WoW has noticed that as well, hence they massively increased healer and tank DPS across the board over the years (In addition to offering dual spec). Originally, tanks and healers did negligible damage.
Tanks and healers are not damagedealers by design. They are that way for practical reasons - in every MMO.
Overall, the trinity is pretty bogus design and I'm not entirely sure why it got as popular as it got.
WoW also got rid of a whole bunch of things and wanted to make it attractive to level as a tank or healer. Before WotLK, a tank or healer could easily outlast any world mob but also took forever to kill anything because of their inferior damage scaling from stats and gear. This in turn meant it was hard to find someone that wanted to level as a tank or healer between the abysmally slow kill speeds and how expensive changing specs used to be. That's why they buffed damage of certain skills while tweaking threat modifiers, got rid of Attack Spell Power and Healing Spell Power (they simply combined both into one stat and had all spells scale differently from it), and eventually got rid of the tank stances.

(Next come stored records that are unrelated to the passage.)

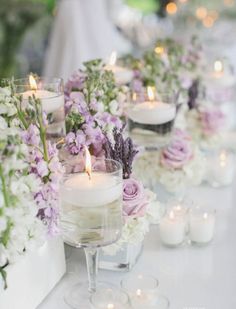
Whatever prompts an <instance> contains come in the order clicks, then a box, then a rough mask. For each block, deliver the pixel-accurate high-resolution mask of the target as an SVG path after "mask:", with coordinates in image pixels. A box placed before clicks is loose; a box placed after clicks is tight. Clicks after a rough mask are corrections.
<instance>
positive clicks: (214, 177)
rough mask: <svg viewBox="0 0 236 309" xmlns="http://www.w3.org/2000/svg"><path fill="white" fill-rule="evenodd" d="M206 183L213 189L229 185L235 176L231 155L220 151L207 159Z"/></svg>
mask: <svg viewBox="0 0 236 309" xmlns="http://www.w3.org/2000/svg"><path fill="white" fill-rule="evenodd" d="M207 161H208V165H207V166H208V171H207V176H206V178H207V181H208V182H209V183H210V184H211V185H212V186H213V187H220V186H228V185H230V184H231V183H232V182H233V180H234V176H235V159H234V156H233V154H232V153H229V152H226V151H225V150H222V151H221V152H220V153H219V154H217V155H216V156H215V157H213V158H212V156H209V158H208V160H207Z"/></svg>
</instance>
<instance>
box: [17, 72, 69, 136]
mask: <svg viewBox="0 0 236 309" xmlns="http://www.w3.org/2000/svg"><path fill="white" fill-rule="evenodd" d="M14 85H15V91H16V93H17V94H21V95H22V103H23V105H24V106H25V107H26V106H27V102H28V100H29V99H30V97H33V96H35V98H37V99H40V101H41V104H42V110H43V112H45V113H46V118H47V124H45V125H46V126H47V137H48V139H50V140H53V141H56V142H57V141H58V140H59V139H60V138H61V137H63V136H64V135H65V110H64V88H63V80H62V79H61V78H42V77H34V76H32V75H30V76H29V78H23V79H17V80H15V81H14Z"/></svg>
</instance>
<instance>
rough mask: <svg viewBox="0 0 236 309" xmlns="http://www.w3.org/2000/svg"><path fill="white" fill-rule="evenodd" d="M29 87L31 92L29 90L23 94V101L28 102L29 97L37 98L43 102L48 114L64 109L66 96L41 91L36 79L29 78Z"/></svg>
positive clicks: (30, 76)
mask: <svg viewBox="0 0 236 309" xmlns="http://www.w3.org/2000/svg"><path fill="white" fill-rule="evenodd" d="M29 85H30V89H31V90H27V91H25V92H23V93H22V95H23V100H24V101H25V102H26V101H28V99H29V97H32V96H35V97H36V98H37V99H40V100H41V103H42V109H43V110H44V111H45V112H46V113H47V114H50V113H53V112H56V111H58V110H60V109H62V108H63V109H64V95H63V94H58V93H56V92H53V91H48V90H45V89H39V87H38V85H37V82H36V80H35V78H34V77H33V76H32V75H30V76H29Z"/></svg>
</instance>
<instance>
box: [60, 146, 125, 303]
mask: <svg viewBox="0 0 236 309" xmlns="http://www.w3.org/2000/svg"><path fill="white" fill-rule="evenodd" d="M86 153H87V155H86V162H84V160H81V159H79V158H78V157H74V158H69V159H67V160H66V163H65V164H64V166H65V174H64V177H63V181H62V182H61V186H60V224H61V229H62V234H63V238H64V240H65V242H66V243H67V244H69V245H71V246H74V247H76V248H84V250H85V255H86V262H87V271H88V286H87V285H86V286H85V285H82V284H76V285H75V286H73V287H72V288H71V289H70V290H68V292H67V293H66V295H65V301H66V303H67V304H68V305H70V306H71V307H72V308H88V307H89V305H88V300H89V297H90V296H91V293H93V292H95V291H96V273H97V263H98V248H100V247H102V246H106V245H110V244H112V243H114V242H116V241H117V240H118V239H119V238H120V235H121V230H122V166H121V164H120V163H119V162H117V161H114V160H110V159H105V158H100V159H96V158H95V159H94V160H93V162H91V157H90V154H89V152H88V150H87V151H86Z"/></svg>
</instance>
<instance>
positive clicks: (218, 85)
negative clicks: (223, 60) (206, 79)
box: [208, 59, 235, 88]
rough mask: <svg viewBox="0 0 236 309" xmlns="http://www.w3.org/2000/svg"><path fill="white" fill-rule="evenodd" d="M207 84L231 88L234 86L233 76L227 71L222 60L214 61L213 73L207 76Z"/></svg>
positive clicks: (218, 59) (234, 83)
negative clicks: (207, 77)
mask: <svg viewBox="0 0 236 309" xmlns="http://www.w3.org/2000/svg"><path fill="white" fill-rule="evenodd" d="M208 79H209V83H211V84H212V83H213V85H215V86H219V87H225V88H227V87H231V86H233V85H234V84H235V78H234V76H233V75H232V74H231V73H230V72H229V71H227V70H225V65H224V63H223V61H222V60H219V59H217V60H215V62H214V64H213V71H212V72H210V74H209V77H208Z"/></svg>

The other thing to note is that raids in WoW don't fixate on things like tank DPS and utility the way raids here did for Gordias. Raids weren't kicking prot warriors or bear druids or prot paladins due to low damage potential or because they lacked whatever gimmick tries to pass off as utility. What mattered was whether the specs had what was needed to tank the damage and whether the player themselves knew what they were doing. And that's something we need a lot more of here.